House Dem Unveils Bill to Expand Secret Service Perimeter

(AP)

Rep. Ritchie Torres, D-N.Y., introduced a bill Tuesday that would require the Secret Service to expand its security perimeter to 500 yards at public events, the latest in a series of bills he has authored to strengthen protection of presidents, vice presidents, and presidential candidates.

Torres’ bill would also give the USSS the authority to expand the perimeter beyond 500 yards if it deemed necessary, something current law does not require.

His bill comes after the assassination attempt on Republican presidential nominee Donald Trump one month ago in Butler, Pennsylvania.
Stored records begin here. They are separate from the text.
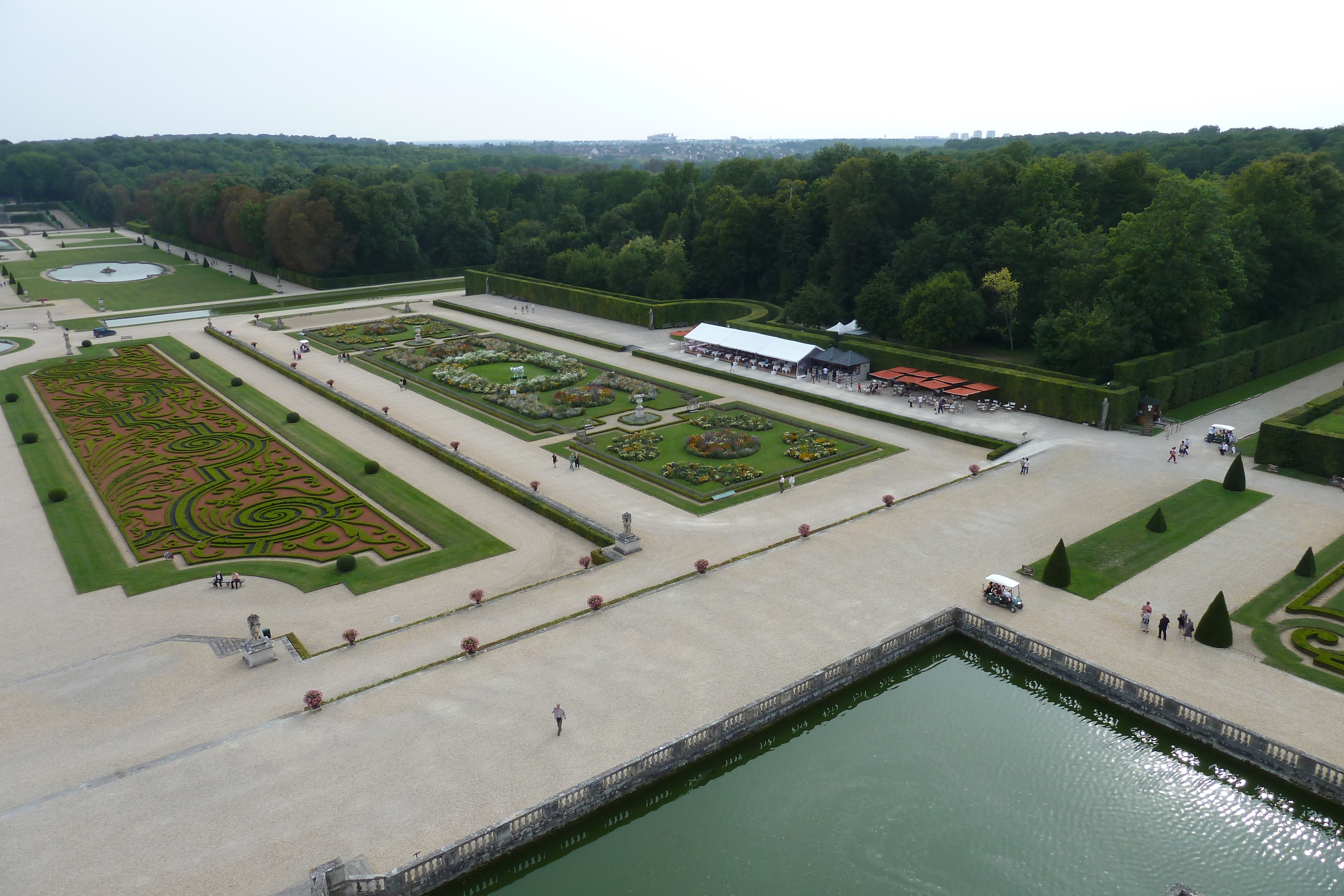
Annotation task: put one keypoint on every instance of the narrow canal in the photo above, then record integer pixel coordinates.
(958, 773)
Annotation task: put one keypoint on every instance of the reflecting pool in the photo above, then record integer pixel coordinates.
(956, 773)
(107, 272)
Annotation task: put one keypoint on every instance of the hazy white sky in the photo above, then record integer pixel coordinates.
(597, 70)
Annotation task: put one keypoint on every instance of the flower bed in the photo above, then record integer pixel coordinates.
(623, 383)
(808, 446)
(532, 405)
(385, 328)
(588, 395)
(409, 359)
(722, 444)
(701, 473)
(636, 446)
(739, 421)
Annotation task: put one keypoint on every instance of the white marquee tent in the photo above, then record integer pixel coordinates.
(749, 343)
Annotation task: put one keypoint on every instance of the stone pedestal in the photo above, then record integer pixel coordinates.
(259, 652)
(627, 543)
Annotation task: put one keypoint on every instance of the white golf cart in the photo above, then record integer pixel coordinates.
(1002, 592)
The shooter was roughly 400 feet away using an AR-15-style rifle from an elevated position.

Torres’ measure, titled the “AR-15 Perimeter Security Enhancement Act,” aims “to ensure that any security perimeter is co-extensive with the firing range of firearms likely to be used in assassination attempts and to secure all elevated positions within the firing range of firearms likely to be used in assassination attempts.”

It would also require that elevated positions within firing range be secured.

Torres is also introducing the “Focus on Protection Act,” which would remove from the USSS the responsibility of investigating financial crimes, the agency’s original mission. That bill would “transfer the investigative jurisdiction over payment and financial systems” from the USSS to the Treasury Department within 180 days, freeing up the USSS to “focus on its core mission.”

The USSS was established in 1865 as an agency within the Treasury Department to crack down on counterfeiting in the aftermath of the Civil War. It was given the role of protection in the wake of the assassination of President William McKinley in 1901.

The USSS has been under the Department of Homeland Security since 2003.

In the immediate aftermath of the assassination attempt July 13, which killed a rallygoer and injured Trump and two others, Torres co-sponsored a bipartisan bill with Rep. Mike Lawler, R-N.Y., called the “The Enhanced Presidential Security Act of 2024,” which sought to establish “uniform standards for Secret Service protection” for presidents, vice presidents, and presidential candidates.